A música que se segue. Aqui é que tudo se complica. É que isto está para além de definição. Descrever o que se ouve é, para mim, em casos como estes, sem sentido. Li que a voz de Antony, condensa Nina Simone, com cantores de opereta, com soul, com não sei mais o quê. Eu por mim vos digo, nunca ouvi nada como ele. Existe uma fragilidade em cada tom, uma delicadeza que em qualquer outra voz soaria a falso e nele soa a um mundo inteiro num só tom.
Todos os temas são maiores que a vida. Logo a começar “Hope There’s Someone”. O desespero e a esperança implícita nele raramente tiveram algo como isto para o descrever. Só por este tema deveria ser previsto mais um espaço em qualquer Panteão, para quando a vida abandonar Antony. É o mínimo.
E saber que os restantes temas têm tantas vidas para dar. Seria para mim exaustivo descrever o que sinto por eles. E pior, pecaria por defeito. Não tenham dúvidas, é de paixão que vos falo.
Existem participações dignas de registo que, fosse outro o caso, poderiam desviar a atenção para a obra dessas mesmas figuras, tais como Lou Reed, Rufus Wainright, Devendra Banhart ou Boy George. Mas tal não acontece. É que esta é uma obra maior.

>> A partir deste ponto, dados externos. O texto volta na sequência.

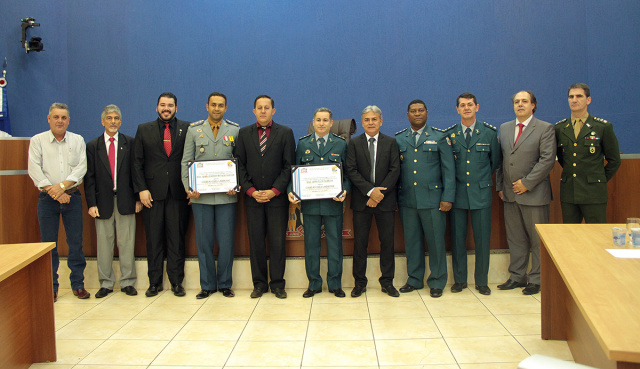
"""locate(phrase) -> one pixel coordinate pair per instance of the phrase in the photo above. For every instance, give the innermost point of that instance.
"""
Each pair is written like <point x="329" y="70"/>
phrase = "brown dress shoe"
<point x="81" y="294"/>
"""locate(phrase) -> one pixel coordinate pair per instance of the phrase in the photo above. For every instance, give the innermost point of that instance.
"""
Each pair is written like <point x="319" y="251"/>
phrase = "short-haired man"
<point x="157" y="178"/>
<point x="584" y="142"/>
<point x="477" y="155"/>
<point x="322" y="147"/>
<point x="373" y="166"/>
<point x="112" y="202"/>
<point x="214" y="214"/>
<point x="57" y="164"/>
<point x="425" y="193"/>
<point x="528" y="148"/>
<point x="265" y="151"/>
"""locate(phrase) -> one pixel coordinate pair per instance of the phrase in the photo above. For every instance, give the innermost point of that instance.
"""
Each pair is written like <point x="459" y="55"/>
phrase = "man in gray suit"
<point x="528" y="155"/>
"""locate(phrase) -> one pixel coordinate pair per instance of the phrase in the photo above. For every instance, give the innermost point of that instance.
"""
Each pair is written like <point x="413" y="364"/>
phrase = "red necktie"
<point x="521" y="127"/>
<point x="167" y="139"/>
<point x="112" y="159"/>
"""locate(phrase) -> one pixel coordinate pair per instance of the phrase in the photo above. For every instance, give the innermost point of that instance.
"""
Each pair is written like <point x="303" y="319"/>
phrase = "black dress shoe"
<point x="257" y="292"/>
<point x="391" y="291"/>
<point x="511" y="284"/>
<point x="435" y="292"/>
<point x="226" y="292"/>
<point x="129" y="290"/>
<point x="153" y="290"/>
<point x="178" y="290"/>
<point x="358" y="290"/>
<point x="103" y="292"/>
<point x="484" y="290"/>
<point x="407" y="288"/>
<point x="205" y="293"/>
<point x="458" y="287"/>
<point x="279" y="292"/>
<point x="531" y="289"/>
<point x="309" y="293"/>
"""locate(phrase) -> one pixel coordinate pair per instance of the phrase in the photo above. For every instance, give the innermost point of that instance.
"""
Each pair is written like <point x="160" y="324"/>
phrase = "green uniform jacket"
<point x="427" y="169"/>
<point x="584" y="175"/>
<point x="475" y="164"/>
<point x="335" y="151"/>
<point x="201" y="145"/>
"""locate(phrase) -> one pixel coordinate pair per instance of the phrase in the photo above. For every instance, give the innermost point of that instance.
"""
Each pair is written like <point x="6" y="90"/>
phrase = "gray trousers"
<point x="520" y="222"/>
<point x="124" y="226"/>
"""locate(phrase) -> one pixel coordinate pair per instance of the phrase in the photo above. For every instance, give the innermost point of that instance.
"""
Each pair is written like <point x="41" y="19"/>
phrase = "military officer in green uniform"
<point x="584" y="141"/>
<point x="214" y="214"/>
<point x="477" y="154"/>
<point x="322" y="147"/>
<point x="425" y="193"/>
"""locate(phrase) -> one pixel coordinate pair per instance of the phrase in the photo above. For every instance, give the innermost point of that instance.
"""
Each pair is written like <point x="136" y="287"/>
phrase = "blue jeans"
<point x="49" y="211"/>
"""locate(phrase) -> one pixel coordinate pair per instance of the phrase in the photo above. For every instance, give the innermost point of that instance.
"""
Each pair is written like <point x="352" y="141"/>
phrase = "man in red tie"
<point x="112" y="202"/>
<point x="156" y="176"/>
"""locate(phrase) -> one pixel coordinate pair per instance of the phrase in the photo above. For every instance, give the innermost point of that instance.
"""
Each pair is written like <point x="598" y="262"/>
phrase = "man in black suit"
<point x="112" y="202"/>
<point x="265" y="152"/>
<point x="156" y="176"/>
<point x="373" y="194"/>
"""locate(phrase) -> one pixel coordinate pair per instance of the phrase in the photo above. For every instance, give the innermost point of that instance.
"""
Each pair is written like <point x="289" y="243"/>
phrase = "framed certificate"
<point x="312" y="182"/>
<point x="213" y="176"/>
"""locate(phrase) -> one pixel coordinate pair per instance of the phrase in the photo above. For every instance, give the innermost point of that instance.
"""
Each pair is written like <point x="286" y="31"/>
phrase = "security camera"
<point x="35" y="44"/>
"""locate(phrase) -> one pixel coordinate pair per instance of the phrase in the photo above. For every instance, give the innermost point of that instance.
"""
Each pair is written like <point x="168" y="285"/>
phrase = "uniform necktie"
<point x="577" y="126"/>
<point x="112" y="159"/>
<point x="321" y="144"/>
<point x="521" y="127"/>
<point x="372" y="157"/>
<point x="167" y="139"/>
<point x="263" y="140"/>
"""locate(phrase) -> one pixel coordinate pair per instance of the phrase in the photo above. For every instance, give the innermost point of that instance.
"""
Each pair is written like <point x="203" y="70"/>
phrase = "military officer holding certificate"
<point x="322" y="147"/>
<point x="213" y="213"/>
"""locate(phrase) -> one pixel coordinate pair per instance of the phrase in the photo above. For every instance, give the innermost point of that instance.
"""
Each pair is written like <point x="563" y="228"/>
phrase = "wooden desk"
<point x="27" y="326"/>
<point x="590" y="298"/>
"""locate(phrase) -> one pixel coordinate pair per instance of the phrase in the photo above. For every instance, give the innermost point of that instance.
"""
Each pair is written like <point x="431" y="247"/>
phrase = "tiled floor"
<point x="462" y="331"/>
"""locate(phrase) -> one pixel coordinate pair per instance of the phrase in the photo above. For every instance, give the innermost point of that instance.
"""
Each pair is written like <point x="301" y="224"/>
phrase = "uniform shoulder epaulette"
<point x="397" y="133"/>
<point x="489" y="126"/>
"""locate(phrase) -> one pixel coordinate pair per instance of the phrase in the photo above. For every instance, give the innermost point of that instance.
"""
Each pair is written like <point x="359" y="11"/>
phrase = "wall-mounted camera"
<point x="35" y="43"/>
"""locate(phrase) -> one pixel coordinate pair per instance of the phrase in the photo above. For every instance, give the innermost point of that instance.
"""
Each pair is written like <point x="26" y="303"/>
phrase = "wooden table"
<point x="590" y="298"/>
<point x="27" y="326"/>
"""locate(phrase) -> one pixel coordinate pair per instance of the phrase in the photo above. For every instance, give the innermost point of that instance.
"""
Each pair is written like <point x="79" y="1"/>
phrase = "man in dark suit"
<point x="156" y="176"/>
<point x="265" y="152"/>
<point x="528" y="155"/>
<point x="112" y="202"/>
<point x="584" y="142"/>
<point x="373" y="166"/>
<point x="322" y="147"/>
<point x="477" y="155"/>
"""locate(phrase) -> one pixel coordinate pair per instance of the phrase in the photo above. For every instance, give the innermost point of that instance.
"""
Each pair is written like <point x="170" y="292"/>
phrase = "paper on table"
<point x="625" y="253"/>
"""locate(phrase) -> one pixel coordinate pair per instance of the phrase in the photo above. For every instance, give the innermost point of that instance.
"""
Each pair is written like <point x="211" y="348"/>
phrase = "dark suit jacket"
<point x="152" y="169"/>
<point x="359" y="171"/>
<point x="268" y="171"/>
<point x="98" y="182"/>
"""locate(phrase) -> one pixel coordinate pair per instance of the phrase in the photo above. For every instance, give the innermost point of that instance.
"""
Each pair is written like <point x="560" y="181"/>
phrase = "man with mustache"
<point x="158" y="152"/>
<point x="112" y="202"/>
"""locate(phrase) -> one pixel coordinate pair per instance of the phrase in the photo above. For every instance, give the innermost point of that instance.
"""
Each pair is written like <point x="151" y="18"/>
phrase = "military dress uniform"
<point x="427" y="178"/>
<point x="583" y="184"/>
<point x="212" y="212"/>
<point x="329" y="210"/>
<point x="475" y="163"/>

Já há algum tempo que não sugiro um acompanhamento para a audição do que vos falo. Mas aqui o caso é de excepção.
Para ouvir sozinho. Não vejo como partilhar um momento destes com alguém por muito que essa pessoa seja especial. Mas não duvido que exista.
Um vinho cheio, que encha a boca, como o disco vos vais encher o ouvido. Que tal um Quinta Vale de Meão? Admito que a minha carteira não o pode suportar, (em casos destes deveria) por isso aqui ficam outras ideias, Reserva Especial Ferreirinha ou Glória. Não nos preocupemos com as colheitas, são pormenores a mais. Um copo largo, meio cheio, cor rubra à luz duma vela distante.
Todos os vinhos são do Douro, vinhos difíceis de conseguir, mas que possuem neles um encanto raro, uma vida rara que só está ao alcance de poucos. Para degustar só, num prazer solitário. Tanto um como o outro. Um com o outro.